Einer der obersten sunnitischen Imame, Scheich Muhammad Ayed, fordert die Migranten auf, für das kommende Kalifat sich mit den Europäern zu "paaren". Saudi-Arabien will den Aufnahmeländern mit dem Bau von Moscheen "helfen" (200 allein in Deutschland). Von einer drastischen Zunahme sexuellen Missbrauchs an deutschen Mädchen und Frauen, zum überwiegenden Teil begangen durch muslimische Migranten, wird in der Folgezeit berichtet. Besorgte Kritiker bezeichnen die "Asylantenflut" nicht ohne Grund als "Invasion" und sehen bürgerkriegsähnliche Zustände aufdämmern.
Entgegen offiziellen Angaben sind die wenigsten der Einwanderer integrierbar, d.h. auch auf dem Arbeitsmarkt werden deutlich weniger Zuwanderer einen Arbeitsplatz finden, als von Seiten der Regierung, Wirtschaft und Gewerkschaften propagiert. Der soziale Frieden in Deutschland ist ernsthaft gefährdet.
Man könnte meinen, dass die massive Zuwanderung nach Deutschland und andere europäische Staaten nicht zufällig passiert. Deutschland hat in diesem Prozess aufgrund seiner besonderen transatlantischen Verwicklungen offenbar seine Aufgabe zu erfüllen.
Nach dem 2. Weltkrieg und spätestens nach der Wiedervereinigung der beiden deutschen Nachkriegsstaaten DDR und BRD im Jahr 1990, wird von Seiten der anglo-amerikanischen Elite verstärkt auf einen europäischen Zentralstaat hingearbeitet.

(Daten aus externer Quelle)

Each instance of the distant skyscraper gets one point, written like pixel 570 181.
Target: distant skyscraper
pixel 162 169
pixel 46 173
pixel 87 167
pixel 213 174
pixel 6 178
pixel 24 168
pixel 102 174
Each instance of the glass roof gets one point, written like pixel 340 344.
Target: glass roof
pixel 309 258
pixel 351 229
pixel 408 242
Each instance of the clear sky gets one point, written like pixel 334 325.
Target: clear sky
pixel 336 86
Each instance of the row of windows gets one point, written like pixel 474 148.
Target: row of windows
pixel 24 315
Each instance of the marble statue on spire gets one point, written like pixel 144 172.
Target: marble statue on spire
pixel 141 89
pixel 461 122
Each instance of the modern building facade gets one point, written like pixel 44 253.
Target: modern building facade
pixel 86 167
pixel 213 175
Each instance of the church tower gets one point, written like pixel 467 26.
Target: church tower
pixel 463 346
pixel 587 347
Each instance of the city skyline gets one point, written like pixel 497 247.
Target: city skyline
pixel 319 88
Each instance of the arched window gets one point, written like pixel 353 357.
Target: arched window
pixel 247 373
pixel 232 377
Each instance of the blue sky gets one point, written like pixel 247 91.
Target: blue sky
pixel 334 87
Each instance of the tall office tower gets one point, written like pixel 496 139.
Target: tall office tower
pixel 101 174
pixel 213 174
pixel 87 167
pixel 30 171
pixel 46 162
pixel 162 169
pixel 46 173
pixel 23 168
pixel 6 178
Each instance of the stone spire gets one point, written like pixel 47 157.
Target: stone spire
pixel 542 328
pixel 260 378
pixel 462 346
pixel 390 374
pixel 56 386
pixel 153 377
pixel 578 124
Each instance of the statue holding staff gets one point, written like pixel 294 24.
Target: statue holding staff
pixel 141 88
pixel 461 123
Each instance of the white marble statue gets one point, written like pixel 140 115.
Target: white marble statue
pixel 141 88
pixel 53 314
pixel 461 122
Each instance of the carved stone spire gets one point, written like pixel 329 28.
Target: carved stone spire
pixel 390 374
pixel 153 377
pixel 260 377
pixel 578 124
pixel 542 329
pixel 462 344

Deutschland, verpflichtet im anglo-amerikanischen Bündnis, ist dabei als stärkste Wirtschaftskraft in Europa und drittstärkste in der Welt wortführend.

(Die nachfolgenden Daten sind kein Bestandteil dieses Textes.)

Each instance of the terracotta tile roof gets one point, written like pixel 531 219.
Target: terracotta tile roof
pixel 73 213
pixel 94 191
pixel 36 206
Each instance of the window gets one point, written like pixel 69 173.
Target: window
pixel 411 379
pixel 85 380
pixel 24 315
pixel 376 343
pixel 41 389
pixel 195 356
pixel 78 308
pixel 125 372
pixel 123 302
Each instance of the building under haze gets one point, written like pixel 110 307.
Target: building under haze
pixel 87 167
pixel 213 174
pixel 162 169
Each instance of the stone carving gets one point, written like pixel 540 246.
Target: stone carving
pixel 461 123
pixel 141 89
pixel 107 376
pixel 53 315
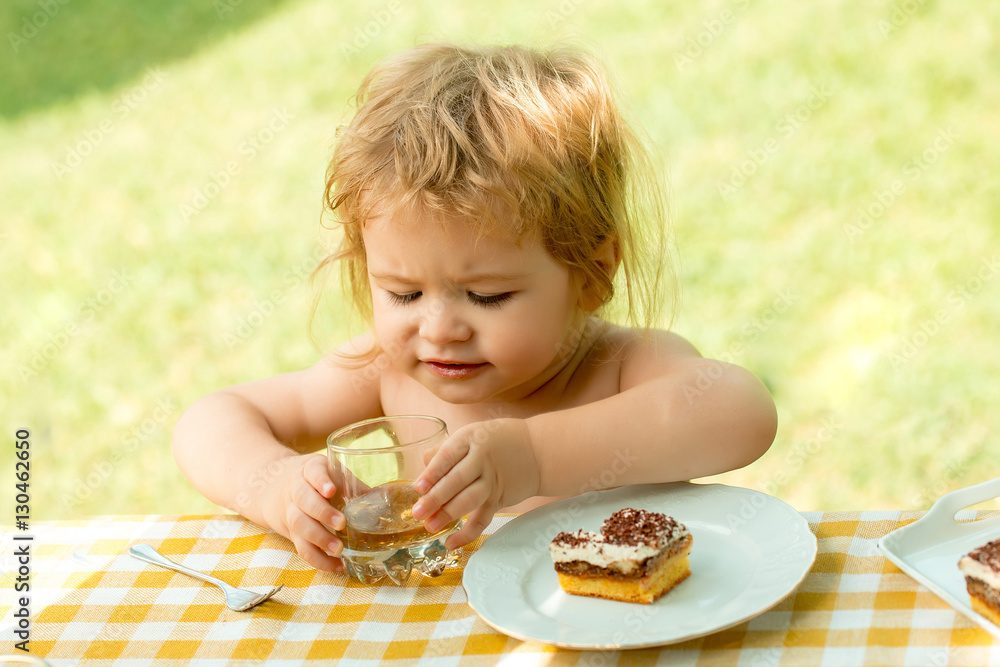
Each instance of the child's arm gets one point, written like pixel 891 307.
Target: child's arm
pixel 250 448
pixel 677 416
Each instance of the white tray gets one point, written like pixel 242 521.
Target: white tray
pixel 929 549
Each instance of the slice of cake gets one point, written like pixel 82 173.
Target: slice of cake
pixel 637 557
pixel 981 568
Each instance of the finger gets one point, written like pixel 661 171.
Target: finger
pixel 446 458
pixel 471 498
pixel 317 557
pixel 318 476
pixel 451 485
pixel 317 545
pixel 311 501
pixel 474 526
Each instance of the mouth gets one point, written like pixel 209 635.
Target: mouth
pixel 453 369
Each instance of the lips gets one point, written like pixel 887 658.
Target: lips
pixel 453 370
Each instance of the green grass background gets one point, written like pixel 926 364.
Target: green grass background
pixel 877 336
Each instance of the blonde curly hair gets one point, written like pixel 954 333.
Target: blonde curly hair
pixel 512 140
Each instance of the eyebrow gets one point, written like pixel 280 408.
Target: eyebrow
pixel 474 278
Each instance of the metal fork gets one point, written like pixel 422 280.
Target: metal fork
pixel 237 599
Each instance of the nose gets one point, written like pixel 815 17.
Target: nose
pixel 441 322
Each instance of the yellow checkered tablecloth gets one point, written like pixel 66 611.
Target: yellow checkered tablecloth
pixel 93 604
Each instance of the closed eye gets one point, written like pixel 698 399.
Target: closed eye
pixel 402 299
pixel 490 300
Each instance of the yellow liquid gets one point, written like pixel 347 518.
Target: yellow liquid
pixel 382 519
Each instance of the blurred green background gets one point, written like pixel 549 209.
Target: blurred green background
pixel 833 177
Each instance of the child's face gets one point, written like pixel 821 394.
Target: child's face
pixel 469 318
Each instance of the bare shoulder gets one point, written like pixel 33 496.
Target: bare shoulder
pixel 644 354
pixel 306 405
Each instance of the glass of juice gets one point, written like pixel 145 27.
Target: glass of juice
pixel 374 464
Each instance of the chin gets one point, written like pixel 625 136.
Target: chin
pixel 458 395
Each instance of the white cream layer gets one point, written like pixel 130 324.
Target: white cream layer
pixel 971 567
pixel 620 557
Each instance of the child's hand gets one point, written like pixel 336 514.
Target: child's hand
pixel 481 468
pixel 298 507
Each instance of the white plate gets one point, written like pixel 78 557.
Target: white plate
pixel 929 549
pixel 750 551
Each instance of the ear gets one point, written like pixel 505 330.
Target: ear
pixel 594 294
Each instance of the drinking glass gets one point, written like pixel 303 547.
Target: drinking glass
pixel 374 464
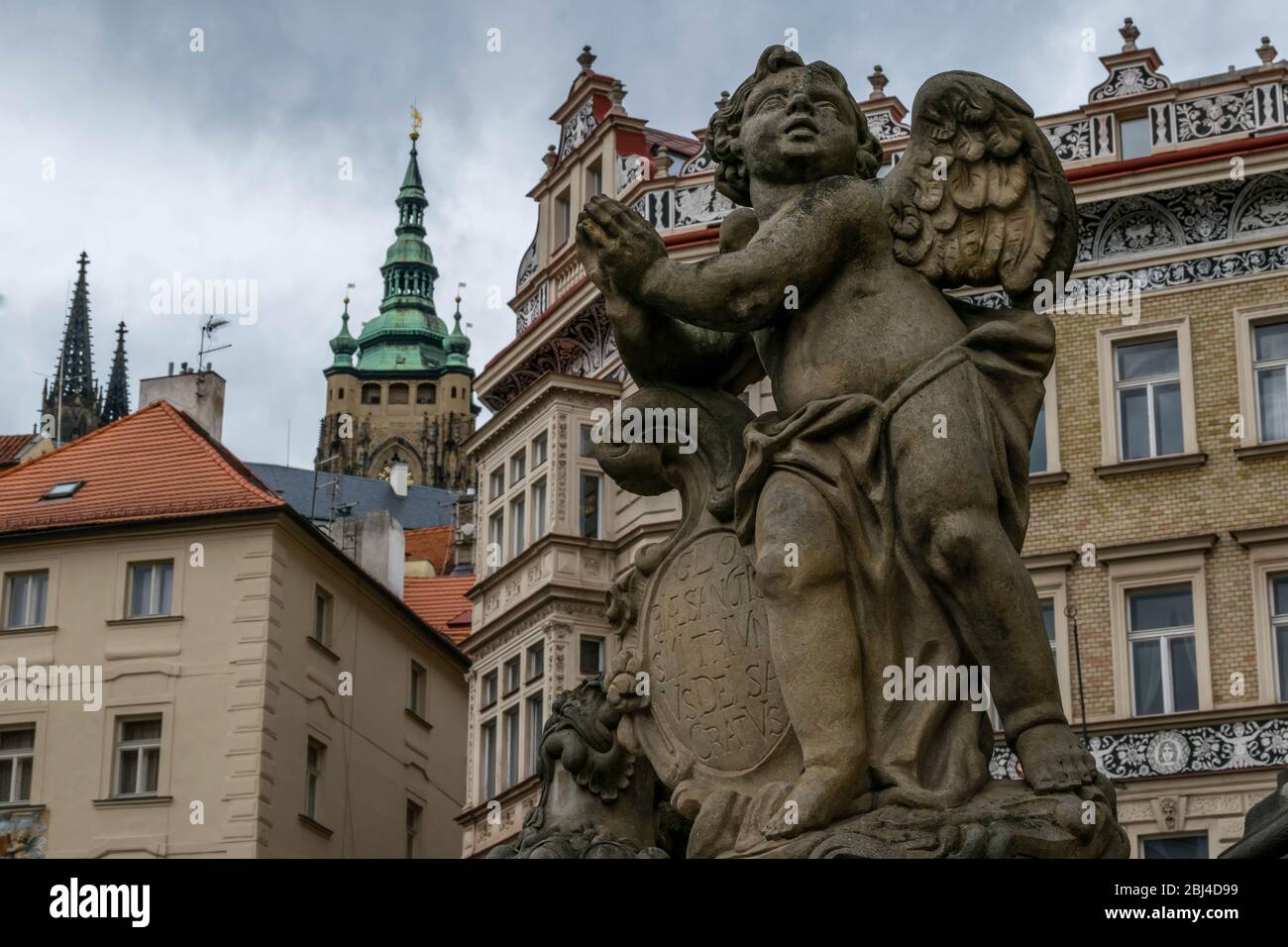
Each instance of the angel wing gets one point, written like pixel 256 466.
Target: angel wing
pixel 979 197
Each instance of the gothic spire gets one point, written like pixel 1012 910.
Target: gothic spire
pixel 76 361
pixel 117 402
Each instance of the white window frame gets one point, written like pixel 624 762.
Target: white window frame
pixel 1147 384
pixel 1050 403
pixel 16 757
pixel 1108 339
pixel 323 616
pixel 1266 558
pixel 1164 637
pixel 540 510
pixel 485 759
pixel 31 621
pixel 599 502
pixel 1249 406
pixel 518 517
pixel 417 688
pixel 603 654
pixel 413 826
pixel 511 748
pixel 533 725
pixel 313 775
pixel 140 748
pixel 155 603
pixel 1142 573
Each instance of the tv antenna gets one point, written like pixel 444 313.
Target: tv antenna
pixel 211 325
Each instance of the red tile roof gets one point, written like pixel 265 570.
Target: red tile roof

Behilflich auf dem Weg hin zu einem europäischen Zentralstaat sind wirtschaftspolitische Errungenschaften, wie z.B. die aus der EWG weiterentwickelte Europäische Union (EU) und die gemeinsame Währung Euro. Es soll auf eine Angleichung der ökonomischen und sozialen Verhältnisse in allen EU-Staaten hingearbeitet werden - und zwar nach unten hin. Auch scheint es im Plan zu liegen, den IQ-Durchschnitt im Land zu senken (von 110 auf 90; weniger gescheite Menschen lassen sich besser steuern). Um auch die Bürger der europäischen Nationalstaaten dahingehend zu manipulieren, sich als europäische Bürger, ja, sogar kosmopolitische Weltbürger getreu dem freimaurererischen Gedanken, zu fühlen, wird mittels Bewusstseinskontrolle ein Meinungsbild propagiert (Meinungsdiktat "political correctness"), das die Abschaffung von Nationalstaaten gutheißt. Massive Zuwanderung von Menschen aus Asien, Nahost, Afrika sowie innerhalb europäischer Staaten wird als bereichernd und gewollt bewertet - jede andere Meinung ist "fremdenfeindlich", "rechts" und "antisemitisch" und muss bekämpft werden (der deutsche Vize-Kanzler Gabriel bezeichnet Kritiker der Regierungslinie als "Pack"). Sich mit seinem Herkunftsvolk zu identifizieren gilt den "politisch korrekten", meist linksliberalen Menschen, als altmodisch, spießig, rassistisch, nationalsozialistisch, altbacken, hinterweltlerisch, weltfremd usw. Immer mehr Menschen in Deutschland fühlen sich durch die etablierten "Volksparteien" nicht mehr vertreten und wenden sich Parteien und Gruppierungen zu, die sich gegen die offizielle Linie positionieren. Die als "rechtspopulistisch" eingestufte Partei "Alternative für Deutschland" (AFD) konnte bei Landtagswahlen in einigen Bundesländern 2016 aus dem Nichts zweistellige Ergebnisse verbuchen, in Sachsen-Anhalt wurde die AFD mit 24,3% sogar zweitstärkste Partei hinter der CDU.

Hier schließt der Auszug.